I partly agree with what you're saying and partly disagree. It's true that I do not get to dictate how shes feels, so it's fortunate that I'm not trying to do that. The rest of your response hinges upon her needs as an individual, but whether this is actually something she needs is still unclear. I suspect the core issue here is a need for sexual excitement, not necessarily/specifically extramarital sex. Sleeping with another man may just be a means that that end, however, there are many ways to reach that same end without granting hall passes. In my opinion, it's worth exploring those first before doing anything drastic (and yes, I would consider this drastic). 




bandit.45 said:


> If you have answered your own question, why do you need input from us? Could have saved us the headache (we are mostly strictly monogamous people here on TAM) and yourself the time it took to type all your replies.
> 
> If you are looking for validation for your ideas, you will only find a fraction of the people here support them. You might be better of at LoveShack.


Wait what? The input from this thread is what got me thinking about the issue differently in the first place, and that ultimately lead to me changing my opinion on the subject. I was pro hall pass, now I'm not. How could I be looking for validation when I've basically done a 180 on where I stood when I created the topic?



Tasorundo said:


> ...If I want to do something, and know it will hurt my wife, then I have choices to make. It isn't inevitable, it isn't unavoidable.


Agreed. I feel like lavaland360 is implying that people are simply incapable of overcoming their baser urges, and that no matter who you are or what your relationship is like, it's only a matter of time before they give in to them. While obviously some people have more self-restraint and discipline than others, I don't buy that a break down is always inevitable.



morituri said:


> Keep in mind that Mr M has stated that his wife happened to mentioned only once how it would feel to be physically intimate with another man but did not press the issue. If she trusts her husband enough to know that he won't have an emotional meltdown by that simple rhetorical question, it would stand to reason that if she really wanted to explore it, that she would have brought it up to him a few more times. And even if she had, the two of them could always engage in elaborate role playing sex where he could take on the persona of an OM trying to seduce a married woman. What better way of getting her itch scratched by the one man who knows her better than any other, and is willing to make her believe that he is another man, her husband. No chances of getting an STD/STI, no unplanned pregnancy by another man, no fatal attraction from another man, etc. All the advantages of a fling without the very likely catastrophic fall out.

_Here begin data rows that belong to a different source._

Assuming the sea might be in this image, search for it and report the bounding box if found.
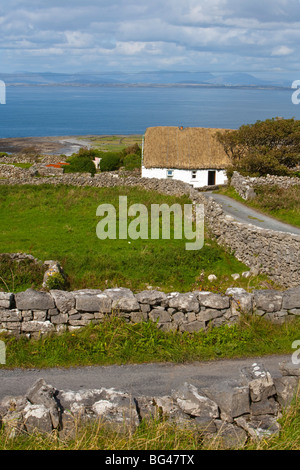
[0,86,300,138]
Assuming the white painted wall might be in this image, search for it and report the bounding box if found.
[142,166,227,188]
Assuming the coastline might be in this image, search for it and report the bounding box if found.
[0,135,121,156]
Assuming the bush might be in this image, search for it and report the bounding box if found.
[64,155,96,176]
[98,152,122,171]
[123,154,142,171]
[217,118,300,176]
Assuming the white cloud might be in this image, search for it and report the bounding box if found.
[0,0,300,71]
[272,46,294,57]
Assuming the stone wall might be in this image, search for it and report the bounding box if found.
[230,171,300,200]
[0,169,300,288]
[204,198,300,287]
[0,287,300,337]
[0,363,300,449]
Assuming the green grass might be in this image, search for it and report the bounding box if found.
[80,135,142,152]
[218,186,300,227]
[0,184,269,292]
[0,316,300,368]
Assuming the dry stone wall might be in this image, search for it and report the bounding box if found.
[0,169,300,288]
[0,363,300,449]
[204,194,300,287]
[230,171,300,200]
[0,287,300,337]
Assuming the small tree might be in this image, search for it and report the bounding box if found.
[217,118,300,175]
[64,155,96,176]
[99,152,122,171]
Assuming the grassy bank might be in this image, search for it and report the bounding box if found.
[0,316,300,368]
[218,186,300,227]
[0,184,274,292]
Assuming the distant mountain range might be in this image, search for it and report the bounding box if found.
[0,71,291,87]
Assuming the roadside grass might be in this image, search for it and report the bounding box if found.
[217,186,300,227]
[0,184,273,292]
[78,135,142,152]
[0,316,300,369]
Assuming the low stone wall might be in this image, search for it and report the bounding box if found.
[0,169,300,288]
[204,198,300,287]
[230,171,300,200]
[0,363,300,449]
[0,287,300,337]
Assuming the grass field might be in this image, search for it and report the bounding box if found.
[78,135,143,152]
[0,185,274,292]
[218,186,300,227]
[0,316,300,369]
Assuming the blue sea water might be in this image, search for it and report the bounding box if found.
[0,86,300,138]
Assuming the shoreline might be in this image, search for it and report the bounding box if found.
[0,134,139,156]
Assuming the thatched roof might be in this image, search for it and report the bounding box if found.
[143,127,229,170]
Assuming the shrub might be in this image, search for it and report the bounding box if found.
[46,273,66,290]
[123,153,141,171]
[99,152,122,171]
[64,155,96,176]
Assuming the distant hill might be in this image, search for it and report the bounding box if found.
[0,70,290,86]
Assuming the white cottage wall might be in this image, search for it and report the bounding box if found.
[142,166,227,188]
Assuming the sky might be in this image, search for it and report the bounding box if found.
[0,0,300,79]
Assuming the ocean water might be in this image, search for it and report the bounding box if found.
[0,86,300,138]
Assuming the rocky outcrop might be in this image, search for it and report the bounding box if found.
[0,363,300,449]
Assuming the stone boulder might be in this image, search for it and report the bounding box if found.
[15,289,55,310]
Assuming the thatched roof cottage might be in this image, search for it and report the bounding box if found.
[142,127,229,188]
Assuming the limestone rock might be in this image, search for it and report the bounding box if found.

Well, to clarify she has brought it up a few times, three so far I think. But to your point, it's hard to tell what she is really looking for. I'm not necessarily convinced that the real issue is her needing to sleep with someone else. Like what I was telling lavaland 360, I think what she's really 'needing' are the things that she thinks sleeping with another man will give her (excitement, sexual satisfaction, whatever). But if we can identify those root needs, we might be able to address those needs directly ourselves, and skip the middle man.



twocents said:


> Mr M. I am not sure if your wife is asking for your blessing to sleep around or she is telling you that she will. Unless you are open to an idea of open marriage, you need to start snooping around and tracking what she is doing. Good Luck with whatever decision you make.


She may not even really be asking to sleep with another man, as strange as that sounds. She might just be telling me that she' feeling sexually unfulfilled right now (or was, I've been on a role recently).


----------



## lavaland360 (Jun 9, 2015)

Mr M - I don't seem to be able to figure out how to make those quotes functions work so I will do it this way.

First: I think you are going to do the right thing and have a deep conversation with her to find out just what it is she is wanting and the two you will work your way through it.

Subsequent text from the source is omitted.